Thank you and glad to be here. Can’t believe I have just now found out about the forum.


----------



## Guest (Aug 8, 2018)

Welcome aboard!


----------



## Randy Pierce (Jun 25, 2018)

KimmerIII said:


> We fish all the time from the AL/MS state line to Pass Christian and focus mainly on the marsh from Oct to March. The northern Gulf Coast is the best redfishery in the world. We are always looking for people that enjoy going and can pole a boat, throw a line, and have a good time.
> 
> Check us out on facebook or Instagram under Gulf Coast Fly Fishing School


Checked out the Instagram. I noticed someone from the page has fished in Georgetown SC. I’ve always heard of place around there called Bulls Bay. When I lived in SC I only got word of mouth how plentiful it was but never got a chance to fish it. Looking to make a trip next weekend if the weather permits. Any of you guys plan on fishing?


----------



## KimmerIII (Feb 9, 2017)

We are probably going to venture over and check out what the water looks like this weekend. It is still a bit early but the marsh season should turn on here in the next 6-8 weeks or so. You will know for sure when it does because the carpetbaggers show back up from Florida, Montana, etc to bring their clients down here.


----------



## Padre (Jul 29, 2016)

Welcome from the panhandle of FL


----------



## Randy Pierce (Jun 25, 2018)

KimmerIII said:


> We are probably going to venture over and check out what the water looks like this weekend. It is still a bit early but the marsh season should turn on here in the next 6-8 weeks or so. You will know for sure when it does because the carpetbaggers show back up from Florida, Montana, etc to bring their clients down here.


Looking like Rain Saturday but hopefully the wind will stay down. I’m going to check out a few cuts in Davis Bayou while the water is up. If y’all are close by, give me a shout. Will be the only Blue Gheenoe on the water.


----------



## KimmerIII (Feb 9, 2017)

we got rained out. Talked to a few folks that hit chadelier and it was okay. October is when things will start getting better.


----------



## Randy Pierce (Jun 25, 2018)

KimmerIII said:


> we got rained out. Talked to a few folks that hit chadelier and it was okay. October is when things will start getting better.

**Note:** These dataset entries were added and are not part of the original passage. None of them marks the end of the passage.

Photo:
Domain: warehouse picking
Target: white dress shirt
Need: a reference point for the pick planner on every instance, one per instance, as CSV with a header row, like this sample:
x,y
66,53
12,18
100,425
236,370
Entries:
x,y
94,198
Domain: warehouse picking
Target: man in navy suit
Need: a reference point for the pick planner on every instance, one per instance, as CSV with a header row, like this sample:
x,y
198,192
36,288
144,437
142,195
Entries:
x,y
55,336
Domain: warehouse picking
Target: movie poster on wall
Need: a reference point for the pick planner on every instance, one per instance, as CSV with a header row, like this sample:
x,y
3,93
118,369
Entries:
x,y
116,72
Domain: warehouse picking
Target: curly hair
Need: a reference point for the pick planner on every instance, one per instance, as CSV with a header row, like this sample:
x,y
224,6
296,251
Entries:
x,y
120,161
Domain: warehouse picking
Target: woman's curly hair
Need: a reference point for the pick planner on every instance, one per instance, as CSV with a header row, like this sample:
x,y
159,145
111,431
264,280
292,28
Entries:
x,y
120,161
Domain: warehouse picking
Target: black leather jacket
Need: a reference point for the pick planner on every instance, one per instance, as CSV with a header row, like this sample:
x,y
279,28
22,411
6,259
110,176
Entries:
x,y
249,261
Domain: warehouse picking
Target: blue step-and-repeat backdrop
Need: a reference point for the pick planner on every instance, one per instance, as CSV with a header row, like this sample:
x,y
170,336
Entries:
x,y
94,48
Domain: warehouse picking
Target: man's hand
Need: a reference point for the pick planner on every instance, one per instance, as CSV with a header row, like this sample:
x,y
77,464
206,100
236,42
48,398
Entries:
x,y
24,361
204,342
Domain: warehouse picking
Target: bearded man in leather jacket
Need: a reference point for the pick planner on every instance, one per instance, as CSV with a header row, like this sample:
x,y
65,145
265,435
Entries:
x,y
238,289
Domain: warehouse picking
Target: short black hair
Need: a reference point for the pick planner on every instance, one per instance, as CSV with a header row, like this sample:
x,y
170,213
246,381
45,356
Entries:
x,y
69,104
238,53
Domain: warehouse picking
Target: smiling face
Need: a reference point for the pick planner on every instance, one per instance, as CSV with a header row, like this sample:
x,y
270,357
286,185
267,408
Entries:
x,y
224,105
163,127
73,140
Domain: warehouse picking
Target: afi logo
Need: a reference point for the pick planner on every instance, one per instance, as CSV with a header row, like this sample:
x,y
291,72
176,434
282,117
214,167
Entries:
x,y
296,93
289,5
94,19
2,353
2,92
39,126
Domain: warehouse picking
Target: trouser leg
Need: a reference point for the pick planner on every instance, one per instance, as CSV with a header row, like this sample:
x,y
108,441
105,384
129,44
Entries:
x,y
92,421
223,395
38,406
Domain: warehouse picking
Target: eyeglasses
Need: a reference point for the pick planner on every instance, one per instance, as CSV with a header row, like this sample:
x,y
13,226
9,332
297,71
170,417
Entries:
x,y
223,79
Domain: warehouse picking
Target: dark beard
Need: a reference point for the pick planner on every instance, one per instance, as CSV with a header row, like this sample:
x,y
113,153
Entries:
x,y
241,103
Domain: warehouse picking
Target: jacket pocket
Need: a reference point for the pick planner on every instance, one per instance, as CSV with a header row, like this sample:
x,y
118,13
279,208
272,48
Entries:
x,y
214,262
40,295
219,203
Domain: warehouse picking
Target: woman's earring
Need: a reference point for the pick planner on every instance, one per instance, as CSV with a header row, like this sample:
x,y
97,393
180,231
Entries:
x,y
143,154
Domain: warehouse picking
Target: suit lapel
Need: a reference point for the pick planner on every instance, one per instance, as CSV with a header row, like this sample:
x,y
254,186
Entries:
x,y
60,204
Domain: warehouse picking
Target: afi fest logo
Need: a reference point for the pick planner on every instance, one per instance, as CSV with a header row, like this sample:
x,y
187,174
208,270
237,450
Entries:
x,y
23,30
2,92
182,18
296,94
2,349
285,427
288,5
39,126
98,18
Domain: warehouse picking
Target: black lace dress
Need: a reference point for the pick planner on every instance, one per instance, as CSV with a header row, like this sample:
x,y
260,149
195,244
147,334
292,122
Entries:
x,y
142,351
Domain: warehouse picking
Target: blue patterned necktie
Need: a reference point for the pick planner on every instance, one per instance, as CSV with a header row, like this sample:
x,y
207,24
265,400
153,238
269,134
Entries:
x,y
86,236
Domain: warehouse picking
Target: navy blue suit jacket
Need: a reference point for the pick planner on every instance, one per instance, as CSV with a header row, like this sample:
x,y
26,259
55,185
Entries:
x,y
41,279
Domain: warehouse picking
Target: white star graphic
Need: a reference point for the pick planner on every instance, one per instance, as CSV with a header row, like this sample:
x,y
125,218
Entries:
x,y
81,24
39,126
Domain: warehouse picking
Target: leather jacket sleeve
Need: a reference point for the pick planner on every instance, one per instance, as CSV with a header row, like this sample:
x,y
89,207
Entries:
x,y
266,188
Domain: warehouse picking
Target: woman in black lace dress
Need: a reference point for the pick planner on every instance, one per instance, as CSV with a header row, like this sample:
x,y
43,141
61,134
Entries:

Funny story. My wife’s words “fish don’t bite when it rains”... As soon as the rain started I noticed a wake about 5 feet from my boat. I pitched to the first wake and within a second of my lure hitting the water I was broken off. Threw a Matrix shad at this one and finally landed it after about a 10 minute battle. 10 lb Fluoro with 10 lb braid. Usually let em go but part of the deal was fresh fish tacos for dinner.


----------